IT Industry - Strategy

Nokia has emerged victorious from a two year tit-for-tat intellectual property stoush against Apple, with Apple agreeing to a one-time payment to Nokia and ongoing royalties.

Nokia said: "The agreement will result in settlement of all patent litigation between the companies, including the withdrawal by Nokia and Apple of their respective complaints to the US International Trade Commission."

"We are very pleased to have Apple join the growing number of Nokia licensees," said Stephen Elop, president and chief executive officer of Nokia. "This settlement demonstrates Nokia's industry leading patent portfolio and enables us to focus on further licensing opportunities in the mobile communications market."

The stoush started in October 2009 with Nokia filing a complaint against Apple with the Federal District Court in Delaware alleging that Apple's iPhone infringed 10 Nokia patents for GSM, UMTS and wireless LAN standards. Apple retaliated with a patent suit claiming that Nokia was infringing 13 Apple patents. Nokia then filed a complaint with the US International Trade Commission (USITC) alleging that seven Nokia patents were being used by Apple to create key features in its products in the areas of user interface, camera, antenna and power management technologies.

Nokia then filed more patent claims against Apple over patents used in the iPhone, iPad and iPod Touch in the UK High Court, Dusseldorf and Mannheim District Courts in Germany and the District Court of the Hague, taking the total number of Nokia patents that the company alleged Apple had infringed to 37.

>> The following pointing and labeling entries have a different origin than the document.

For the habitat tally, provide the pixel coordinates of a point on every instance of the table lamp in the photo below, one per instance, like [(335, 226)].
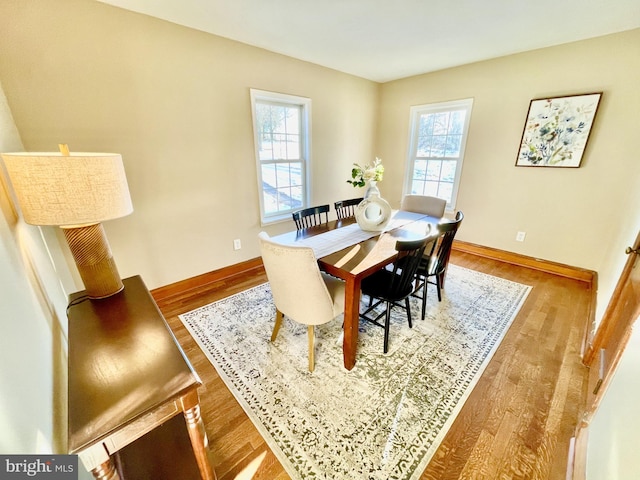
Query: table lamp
[(75, 191)]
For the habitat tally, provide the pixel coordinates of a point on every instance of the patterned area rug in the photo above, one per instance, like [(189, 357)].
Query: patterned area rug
[(385, 418)]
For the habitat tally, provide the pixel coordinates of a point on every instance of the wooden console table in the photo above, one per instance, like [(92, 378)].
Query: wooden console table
[(127, 376)]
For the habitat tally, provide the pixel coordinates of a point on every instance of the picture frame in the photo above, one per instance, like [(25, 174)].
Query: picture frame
[(556, 130)]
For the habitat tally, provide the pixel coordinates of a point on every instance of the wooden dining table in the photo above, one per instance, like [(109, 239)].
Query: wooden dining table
[(357, 259)]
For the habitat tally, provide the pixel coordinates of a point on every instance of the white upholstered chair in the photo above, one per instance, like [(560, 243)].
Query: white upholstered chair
[(300, 290), (432, 206)]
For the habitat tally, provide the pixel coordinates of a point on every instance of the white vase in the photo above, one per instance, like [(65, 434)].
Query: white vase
[(374, 212)]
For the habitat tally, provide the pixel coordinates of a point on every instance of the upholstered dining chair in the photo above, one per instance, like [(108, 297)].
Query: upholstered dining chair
[(300, 290), (433, 268), (394, 286), (309, 217), (346, 208), (426, 204)]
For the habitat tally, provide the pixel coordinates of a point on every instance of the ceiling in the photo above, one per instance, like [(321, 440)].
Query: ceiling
[(383, 40)]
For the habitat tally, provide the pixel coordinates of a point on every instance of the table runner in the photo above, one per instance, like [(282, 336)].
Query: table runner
[(332, 241)]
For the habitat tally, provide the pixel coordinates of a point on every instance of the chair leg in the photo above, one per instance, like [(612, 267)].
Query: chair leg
[(310, 333), (276, 327), (424, 297), (387, 324)]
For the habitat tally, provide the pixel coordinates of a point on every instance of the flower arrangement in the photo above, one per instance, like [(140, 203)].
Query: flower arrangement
[(361, 175)]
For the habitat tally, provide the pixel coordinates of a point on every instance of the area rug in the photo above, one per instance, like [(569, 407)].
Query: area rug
[(385, 418)]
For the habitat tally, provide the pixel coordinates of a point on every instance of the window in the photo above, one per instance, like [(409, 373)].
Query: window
[(281, 135), (436, 151)]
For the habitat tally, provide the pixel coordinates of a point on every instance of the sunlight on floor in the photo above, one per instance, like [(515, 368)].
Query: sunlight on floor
[(251, 469)]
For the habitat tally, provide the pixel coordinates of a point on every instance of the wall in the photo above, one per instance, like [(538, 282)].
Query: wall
[(175, 103), (613, 433), (582, 217), (33, 348)]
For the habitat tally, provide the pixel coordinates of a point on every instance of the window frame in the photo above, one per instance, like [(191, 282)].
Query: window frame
[(304, 103), (415, 113)]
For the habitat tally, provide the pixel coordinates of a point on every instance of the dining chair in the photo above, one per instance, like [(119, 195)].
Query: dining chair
[(394, 286), (309, 217), (300, 290), (426, 204), (433, 268), (346, 208)]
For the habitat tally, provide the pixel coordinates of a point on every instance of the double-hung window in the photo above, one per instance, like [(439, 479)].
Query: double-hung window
[(436, 149), (281, 125)]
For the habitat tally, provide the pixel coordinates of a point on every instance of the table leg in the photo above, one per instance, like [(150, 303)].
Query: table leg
[(351, 320), (106, 471), (197, 434)]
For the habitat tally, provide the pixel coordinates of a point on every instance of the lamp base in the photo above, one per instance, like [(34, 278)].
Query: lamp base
[(91, 251)]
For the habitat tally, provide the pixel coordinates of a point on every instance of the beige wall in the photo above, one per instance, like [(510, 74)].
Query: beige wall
[(175, 103), (581, 217), (33, 378)]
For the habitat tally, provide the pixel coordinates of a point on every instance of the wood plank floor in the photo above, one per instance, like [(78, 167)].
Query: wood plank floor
[(516, 424)]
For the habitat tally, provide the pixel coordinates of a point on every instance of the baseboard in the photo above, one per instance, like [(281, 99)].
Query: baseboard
[(547, 266), (199, 282), (575, 273)]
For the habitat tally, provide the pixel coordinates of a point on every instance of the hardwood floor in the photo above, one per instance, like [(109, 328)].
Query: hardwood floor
[(516, 424)]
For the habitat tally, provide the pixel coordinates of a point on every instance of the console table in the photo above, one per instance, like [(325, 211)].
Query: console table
[(127, 376)]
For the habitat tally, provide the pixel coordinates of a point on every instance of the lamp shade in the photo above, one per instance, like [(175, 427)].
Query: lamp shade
[(69, 190)]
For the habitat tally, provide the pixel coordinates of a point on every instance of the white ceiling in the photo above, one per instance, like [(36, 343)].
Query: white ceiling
[(384, 40)]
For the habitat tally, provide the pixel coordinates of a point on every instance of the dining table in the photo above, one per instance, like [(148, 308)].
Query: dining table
[(346, 251)]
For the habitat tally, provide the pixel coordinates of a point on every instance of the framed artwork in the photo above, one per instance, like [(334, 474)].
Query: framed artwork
[(556, 130)]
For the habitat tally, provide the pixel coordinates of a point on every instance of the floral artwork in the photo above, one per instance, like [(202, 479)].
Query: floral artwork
[(556, 131)]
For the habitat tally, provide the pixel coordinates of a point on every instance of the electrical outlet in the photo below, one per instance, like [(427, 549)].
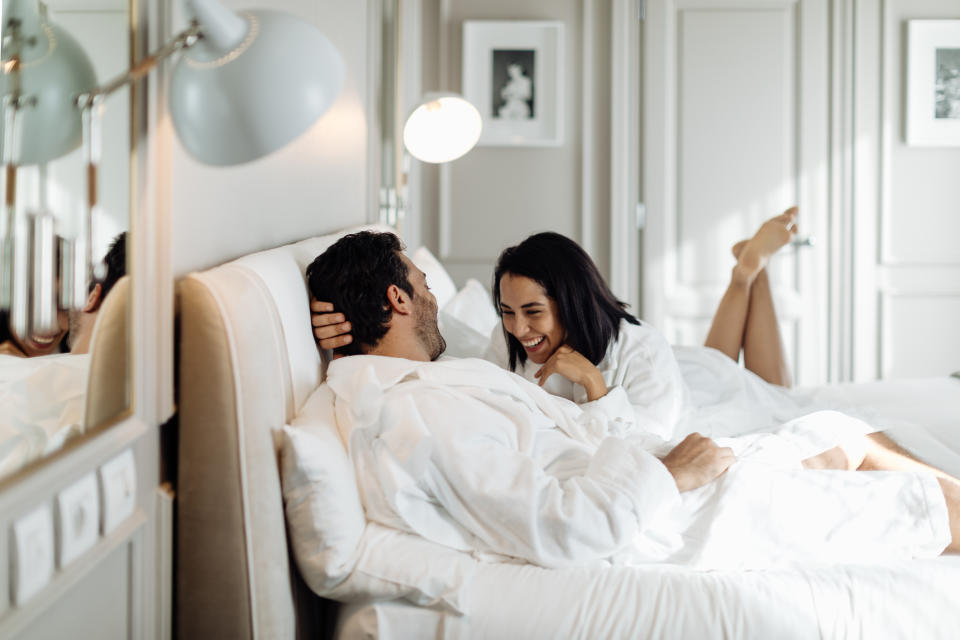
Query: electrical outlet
[(118, 488), (77, 519), (31, 554)]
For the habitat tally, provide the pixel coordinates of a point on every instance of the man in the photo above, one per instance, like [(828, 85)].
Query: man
[(82, 321), (77, 325), (477, 458)]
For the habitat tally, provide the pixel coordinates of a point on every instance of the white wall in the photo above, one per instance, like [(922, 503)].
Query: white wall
[(316, 184), (914, 211), (496, 196)]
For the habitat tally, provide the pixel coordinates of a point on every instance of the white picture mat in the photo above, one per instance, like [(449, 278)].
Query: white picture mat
[(480, 39), (924, 37)]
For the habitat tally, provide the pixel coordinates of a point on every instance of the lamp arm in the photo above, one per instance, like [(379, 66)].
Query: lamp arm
[(184, 40)]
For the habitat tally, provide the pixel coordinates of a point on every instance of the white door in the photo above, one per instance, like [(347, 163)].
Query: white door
[(735, 130)]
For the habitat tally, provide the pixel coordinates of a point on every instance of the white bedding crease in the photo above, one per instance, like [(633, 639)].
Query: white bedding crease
[(475, 458), (41, 406)]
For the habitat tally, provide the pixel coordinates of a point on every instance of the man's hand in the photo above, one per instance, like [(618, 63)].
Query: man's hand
[(330, 329), (697, 461), (573, 366)]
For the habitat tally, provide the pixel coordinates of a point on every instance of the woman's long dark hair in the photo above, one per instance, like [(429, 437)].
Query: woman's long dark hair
[(587, 309)]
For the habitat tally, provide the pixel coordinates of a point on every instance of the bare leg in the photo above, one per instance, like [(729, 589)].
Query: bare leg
[(762, 344), (745, 317), (730, 320), (883, 454)]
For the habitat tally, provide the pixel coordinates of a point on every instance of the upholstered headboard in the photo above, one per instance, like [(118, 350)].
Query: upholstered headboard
[(248, 361), (107, 395)]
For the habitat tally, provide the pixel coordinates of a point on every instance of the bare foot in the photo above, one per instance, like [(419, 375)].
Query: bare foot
[(769, 238)]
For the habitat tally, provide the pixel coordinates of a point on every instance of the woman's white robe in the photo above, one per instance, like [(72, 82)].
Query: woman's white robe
[(468, 455), (675, 391)]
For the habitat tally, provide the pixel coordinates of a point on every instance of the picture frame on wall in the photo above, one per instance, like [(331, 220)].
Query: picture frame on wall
[(933, 83), (513, 73)]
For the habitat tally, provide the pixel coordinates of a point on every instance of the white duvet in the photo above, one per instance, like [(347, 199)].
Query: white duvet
[(41, 405), (472, 457)]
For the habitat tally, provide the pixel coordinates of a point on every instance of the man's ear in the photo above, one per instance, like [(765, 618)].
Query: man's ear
[(93, 300), (399, 300)]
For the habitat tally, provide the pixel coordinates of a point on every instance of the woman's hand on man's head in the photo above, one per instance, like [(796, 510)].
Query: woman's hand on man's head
[(331, 329)]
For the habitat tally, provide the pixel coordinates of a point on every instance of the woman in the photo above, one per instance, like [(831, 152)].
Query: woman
[(564, 329), (34, 344)]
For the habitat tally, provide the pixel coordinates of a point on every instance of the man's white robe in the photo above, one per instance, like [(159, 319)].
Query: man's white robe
[(468, 455)]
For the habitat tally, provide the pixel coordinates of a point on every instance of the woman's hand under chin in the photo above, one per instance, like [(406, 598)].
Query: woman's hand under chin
[(577, 369)]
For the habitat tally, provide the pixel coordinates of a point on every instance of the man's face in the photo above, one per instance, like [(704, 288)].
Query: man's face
[(425, 305)]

Intellectual property blogger, Florian Mueller - who had predicted the outcome - described the stoush as "the most bitterly contest patent dispute that this industry has seen to date."

According to Mueller "This frees up resources for both Apple and Nokia. Apple is embroiled in litigation with the three leading Android device makers (Motorola, HTC and Samsung). Nokia doesn't have any litigation worries, but part of its new strategy is to ratchet up monetisation of its patent portfolio.

"Having proven its ability to defeat Apple'¦Other companies whom Nokia will ask to pay royalties will have to think very hard whether to pay or pick a fight."

He added: "This is also very significant with a view to Android. Given that Android is in many ways a rip-off of Apple's operating software, Android-based devices are highly likely to infringe on largely the same Nokia patents that Apple now felt forced to pay for."

For anyone seriously interested in this battle Mueller has produced a 'battlemap': 42 pages of diagrams and text showing, in extraordinary detail, every stage in the dispute between Nokia and Apple, up to the end of March.